A majority of Koreans support the implementation of the daylight savings time, also known as summer time, which the government considers introducing as early as 2008, a recent survey shows.
According to a nationwide of survey among 500 adults by broadcaster KBS, 56 percent backed the introduction of daylight savings time while 29 percent was against it.
Over 54 percent of male and 58 percent of female respondents accepted the project, while 37 percent of males and 22 percent of females rejected it.
Daylight saving time is a system of adjusting the official local time forward by one hour from its official standard time during the summer.
The Ministry of Commerce, Industry and Energy has already commissioned a research project and has said the system may begin as early as 2008.
"Although it is not firmly set to be enforced, I think the introduction of the system is desirable at this point of escalating oil prices," Commerce Minister Chung Sye-kyun said during a local radio show Friday. "We will pursue it as we gather public opinions over it."

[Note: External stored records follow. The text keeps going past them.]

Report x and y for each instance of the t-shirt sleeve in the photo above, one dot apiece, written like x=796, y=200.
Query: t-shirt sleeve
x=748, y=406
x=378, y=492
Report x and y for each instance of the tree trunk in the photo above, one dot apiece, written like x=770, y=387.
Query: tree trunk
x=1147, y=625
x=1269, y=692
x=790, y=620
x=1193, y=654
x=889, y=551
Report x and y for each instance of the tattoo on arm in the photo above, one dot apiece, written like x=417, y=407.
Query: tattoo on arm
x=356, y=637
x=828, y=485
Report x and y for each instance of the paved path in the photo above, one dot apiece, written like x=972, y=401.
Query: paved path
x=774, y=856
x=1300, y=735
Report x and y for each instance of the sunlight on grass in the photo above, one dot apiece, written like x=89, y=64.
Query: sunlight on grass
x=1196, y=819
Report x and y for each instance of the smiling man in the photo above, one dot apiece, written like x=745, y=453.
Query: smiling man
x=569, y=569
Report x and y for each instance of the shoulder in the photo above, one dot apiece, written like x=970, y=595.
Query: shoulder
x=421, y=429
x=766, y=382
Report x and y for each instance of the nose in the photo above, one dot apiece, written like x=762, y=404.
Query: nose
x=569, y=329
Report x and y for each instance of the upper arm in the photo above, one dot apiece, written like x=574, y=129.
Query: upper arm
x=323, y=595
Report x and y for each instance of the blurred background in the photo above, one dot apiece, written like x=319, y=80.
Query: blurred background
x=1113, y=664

Prime Minister Han Myeong-sook said earlier last week that the government would consider the system when public consensus can be reached.
She noted that daylight savings time is operated in 86 countries including all members of Organization for Economic Cooperation and Development except Korea, Japan and Ireland.
Korea ran a daylight saving program from 1949-61 but stopped it during the 1950-53 Korean War.
The system was temporarily enforced between 1987 and 1988 when Seoul hosted the Olympics to help schedule the main events closer to the prime time television hours in the United States and Europe.